The internet is the new ocean. As with the high seas in the late fifteenth century, today humans have managed to harness communication technologies to bring each other into closer contact.

Henry Tudor Pole  |  Ed Kiran Sajan  | 22 November 2020

The internet enables an unprecedented pooling of intellectual resources and rapid communication across the globe, and since its inception in the late twentieth century, it has radically transformed the way people go about their lives in most societies on Earth. For younger generations today, life without the internet is barely imaginable.

The new possibilities created by this infrastructure are so huge that it is possible to lose sight of its material foundations. But these foundations are not neutral, and amongst their builders lurked many demons. In her 2017 video essay, Deep Down Tidal, digital artist Tabita Rezaire explores the way structures of power derived from the colonial era are not only enacted over the internet, but built into its physical structure. The internet is part of a process, she argues, of ‘electronic colonialism’. 

Tabita Rezaire, Deep Down Tidal (2017) © Courtesy of the artist.

In a style that will be familiar from browsing today’s internet, Rezaire’s seventeen-minute video combines computer graphics with photography and text, mixing the lighthearted with the serious. Sitting in a cloud against a cascading backdrop of stars, an African woman complains over the phone about how Facebook blocked her for posting that ‘white people should give our land back’. She reappears later singing along to songs by Zac Efron. The video shows screen-grabbed examples of the way Google misrepresents and devalues black lives, employing memes to express an ironic outrage. Then a woman sings a song cheerfully in French and English, while dancing. This representation of the eclecticism of internet life shows the ways online spaces have been ‘colonised’ to serve the interests of neo-imperialist powers, while simultaneously giving a sense of the irrepressibility of the people who inhabit them. 

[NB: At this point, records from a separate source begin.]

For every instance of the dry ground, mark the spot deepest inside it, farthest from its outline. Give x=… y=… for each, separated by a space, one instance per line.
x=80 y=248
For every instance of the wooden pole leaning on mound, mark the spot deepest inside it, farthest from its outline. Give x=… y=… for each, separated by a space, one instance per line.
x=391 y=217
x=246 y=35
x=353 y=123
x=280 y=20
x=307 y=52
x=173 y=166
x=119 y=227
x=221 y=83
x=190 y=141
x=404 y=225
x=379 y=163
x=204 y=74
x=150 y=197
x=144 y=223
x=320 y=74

Many of the fibre-optic cables that transmit the internet under the sea follow those of the 19th-century copper telegraph cables, which are themselves laid over the main sea routes of the Atlantic slave trade. Does this resemblance mean that slave routes and internet cables share deeper similarities? In Deep Down Tidal, Rezaire suggests it does, and she goes further. The sea routes are significant because water has a memory. Just as the internet circulates data around its infrastructure, so the oceans record and transmit information around the Earth. According to a logic of resemblances and an understanding of the universe derived in large part from African spiritual traditions, Rezaire makes the claim that ‘water is a communication interface’. Having witnessed so much horror during the colonial period, the water of the oceans is traumatised. It carries within its structure memories of the atrocities that took place amongst it: a spiritual pollution analogous to the physical pollution it has acquired due to industrialisation.

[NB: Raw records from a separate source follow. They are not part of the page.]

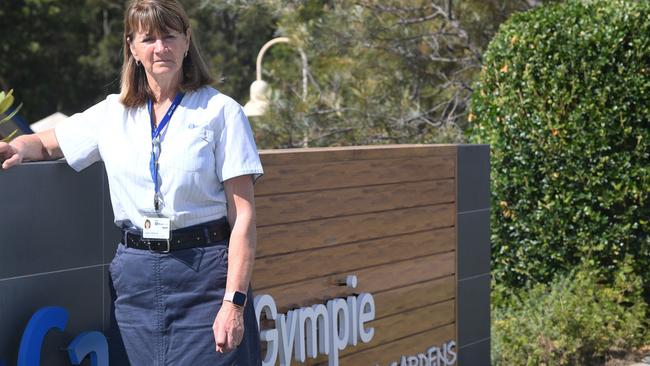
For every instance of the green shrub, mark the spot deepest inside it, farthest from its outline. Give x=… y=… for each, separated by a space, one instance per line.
x=575 y=320
x=6 y=100
x=564 y=101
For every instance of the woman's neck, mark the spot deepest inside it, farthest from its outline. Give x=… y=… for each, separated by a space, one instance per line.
x=163 y=89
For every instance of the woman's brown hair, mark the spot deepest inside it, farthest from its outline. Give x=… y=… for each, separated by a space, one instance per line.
x=157 y=17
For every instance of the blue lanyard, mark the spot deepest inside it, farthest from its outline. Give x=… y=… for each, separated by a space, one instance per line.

This kind of thinking seems far from the bounds of contemporary science. And yet, by integrating mystical, spiritual and, for want of a better term, ‘new age’ ideas into the language of digital technology (or the other way around), Rezaire makes the case for a modernity in which systems of knowledge exterior to prevailing western science are respected as valid in their own right. These thought-systems, rather than being the objects of condescending western ‘toleration’, are to be practised as pathways towards the decolonisation of territories, minds and bodies – and in pursuit of truth. In some cases, the most advanced quantum physics is only beginning to catch up with African spiritual ideas. Look at where western hegemony has led the world. Isn’t it time we thought differently?